A Capacity Market that Makes Sense

  • 1 January 2005
    • preprint
    • Published in RePEc
Abstract
We argue that a capacity market is needed in most restructured electricity markets, and present a design that avoids the many problems found in the early capacity markets. The proposed locational capacity market pays suppliers based on their demonstrated ability to supply energy or reserves in shortage hours—hours in which there is a shortage of operating reserves. Thus, only supply that contributes to reliability is rewarded. The capacity price responds to market conditions. When capacity is scarce the capacity price is high; when capacity is plentiful the capacity price is low or zero. Market power in the capacity market is addressed by setting the capacity price based on actual capacity, rather than bid capacity, so generators cannot increase the capacity price by withholding supply.
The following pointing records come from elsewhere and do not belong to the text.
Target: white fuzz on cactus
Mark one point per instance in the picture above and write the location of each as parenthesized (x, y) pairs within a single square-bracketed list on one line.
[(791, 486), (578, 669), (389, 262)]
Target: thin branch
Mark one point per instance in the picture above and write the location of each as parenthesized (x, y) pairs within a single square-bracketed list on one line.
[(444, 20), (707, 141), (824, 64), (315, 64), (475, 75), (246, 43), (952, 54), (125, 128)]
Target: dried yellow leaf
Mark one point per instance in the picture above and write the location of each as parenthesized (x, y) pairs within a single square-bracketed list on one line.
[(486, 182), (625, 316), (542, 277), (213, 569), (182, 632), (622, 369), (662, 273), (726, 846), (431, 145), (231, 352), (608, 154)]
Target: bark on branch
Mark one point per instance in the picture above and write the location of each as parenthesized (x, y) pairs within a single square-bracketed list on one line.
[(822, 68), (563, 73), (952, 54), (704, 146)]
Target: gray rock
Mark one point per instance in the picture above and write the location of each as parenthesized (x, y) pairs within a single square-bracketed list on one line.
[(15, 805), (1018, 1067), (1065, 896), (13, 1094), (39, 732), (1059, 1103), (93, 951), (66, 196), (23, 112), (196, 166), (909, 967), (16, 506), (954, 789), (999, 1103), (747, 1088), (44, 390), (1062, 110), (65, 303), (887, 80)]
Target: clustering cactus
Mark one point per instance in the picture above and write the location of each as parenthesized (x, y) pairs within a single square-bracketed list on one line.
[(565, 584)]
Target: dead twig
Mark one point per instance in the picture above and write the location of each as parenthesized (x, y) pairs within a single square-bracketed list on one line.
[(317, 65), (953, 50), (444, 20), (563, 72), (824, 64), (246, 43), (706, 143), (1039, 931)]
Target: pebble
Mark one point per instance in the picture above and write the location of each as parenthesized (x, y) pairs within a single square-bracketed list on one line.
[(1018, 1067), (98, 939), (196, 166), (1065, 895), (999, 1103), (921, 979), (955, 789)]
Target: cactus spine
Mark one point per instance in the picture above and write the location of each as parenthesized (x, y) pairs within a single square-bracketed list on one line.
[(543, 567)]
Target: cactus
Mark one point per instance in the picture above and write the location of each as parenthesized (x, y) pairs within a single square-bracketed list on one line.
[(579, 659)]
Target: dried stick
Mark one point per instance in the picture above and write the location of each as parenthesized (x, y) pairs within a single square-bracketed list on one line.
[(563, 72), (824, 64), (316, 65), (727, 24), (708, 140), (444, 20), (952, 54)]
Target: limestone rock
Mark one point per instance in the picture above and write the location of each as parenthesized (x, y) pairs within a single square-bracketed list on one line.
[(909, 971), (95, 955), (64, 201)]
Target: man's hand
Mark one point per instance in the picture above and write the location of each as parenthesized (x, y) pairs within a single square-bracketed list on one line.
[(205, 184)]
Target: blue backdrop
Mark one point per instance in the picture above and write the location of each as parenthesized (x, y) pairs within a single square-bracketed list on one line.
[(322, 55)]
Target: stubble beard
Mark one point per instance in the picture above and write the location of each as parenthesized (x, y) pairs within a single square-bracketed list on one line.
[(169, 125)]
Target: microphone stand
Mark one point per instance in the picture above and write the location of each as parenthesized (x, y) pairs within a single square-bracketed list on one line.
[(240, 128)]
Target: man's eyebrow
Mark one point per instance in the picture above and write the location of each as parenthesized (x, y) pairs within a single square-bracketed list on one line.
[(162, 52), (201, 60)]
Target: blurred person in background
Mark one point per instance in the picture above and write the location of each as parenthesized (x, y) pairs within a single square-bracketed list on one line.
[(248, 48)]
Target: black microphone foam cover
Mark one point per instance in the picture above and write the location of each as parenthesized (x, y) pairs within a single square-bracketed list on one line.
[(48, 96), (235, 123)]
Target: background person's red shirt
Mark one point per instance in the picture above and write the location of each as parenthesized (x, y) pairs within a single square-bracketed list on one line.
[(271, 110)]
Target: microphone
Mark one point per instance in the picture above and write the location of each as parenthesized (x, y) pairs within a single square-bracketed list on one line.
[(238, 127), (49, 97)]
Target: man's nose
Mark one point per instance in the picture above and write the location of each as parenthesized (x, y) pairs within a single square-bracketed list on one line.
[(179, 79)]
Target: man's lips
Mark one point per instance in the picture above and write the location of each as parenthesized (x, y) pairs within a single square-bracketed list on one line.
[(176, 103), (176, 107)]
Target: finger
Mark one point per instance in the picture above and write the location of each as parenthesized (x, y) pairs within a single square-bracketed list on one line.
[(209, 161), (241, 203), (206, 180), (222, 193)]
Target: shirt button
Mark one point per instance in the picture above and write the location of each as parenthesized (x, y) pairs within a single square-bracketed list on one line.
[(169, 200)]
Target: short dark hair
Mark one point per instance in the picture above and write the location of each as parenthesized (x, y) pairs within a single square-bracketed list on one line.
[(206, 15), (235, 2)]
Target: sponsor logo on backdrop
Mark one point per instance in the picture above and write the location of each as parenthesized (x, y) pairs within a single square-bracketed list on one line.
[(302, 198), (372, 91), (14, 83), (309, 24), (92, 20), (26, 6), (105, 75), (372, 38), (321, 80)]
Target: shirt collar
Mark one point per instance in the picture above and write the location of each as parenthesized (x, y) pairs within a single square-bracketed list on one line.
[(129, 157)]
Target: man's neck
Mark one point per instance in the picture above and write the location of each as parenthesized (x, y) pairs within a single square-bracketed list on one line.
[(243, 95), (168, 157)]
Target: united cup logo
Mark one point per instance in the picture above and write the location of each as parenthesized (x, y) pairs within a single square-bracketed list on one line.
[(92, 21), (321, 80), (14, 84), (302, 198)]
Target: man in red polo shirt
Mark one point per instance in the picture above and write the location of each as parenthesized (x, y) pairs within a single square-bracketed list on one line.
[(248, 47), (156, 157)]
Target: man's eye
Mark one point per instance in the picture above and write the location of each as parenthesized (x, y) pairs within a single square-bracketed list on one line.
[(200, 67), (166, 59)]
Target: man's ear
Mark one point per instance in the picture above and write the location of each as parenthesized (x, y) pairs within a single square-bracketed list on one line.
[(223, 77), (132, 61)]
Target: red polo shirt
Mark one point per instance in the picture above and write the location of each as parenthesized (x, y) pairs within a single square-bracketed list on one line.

Ex post peak energy rents (the short-run energy profits of a benchmark peaking unit) are subtracted from the capacity price. Thus, a supplier does not have an incentive to create real-time shortages—the high shortage price resulting from a shortage is subtracted from the capacity price, so there is no net gain from the high price. By defining a capacity product closely tied to reliability and directly addressing market power both in the capacity market and in the spot energy market, the proposed design results in a market participants can trust to encourage efficient behavior both in the short run and long run.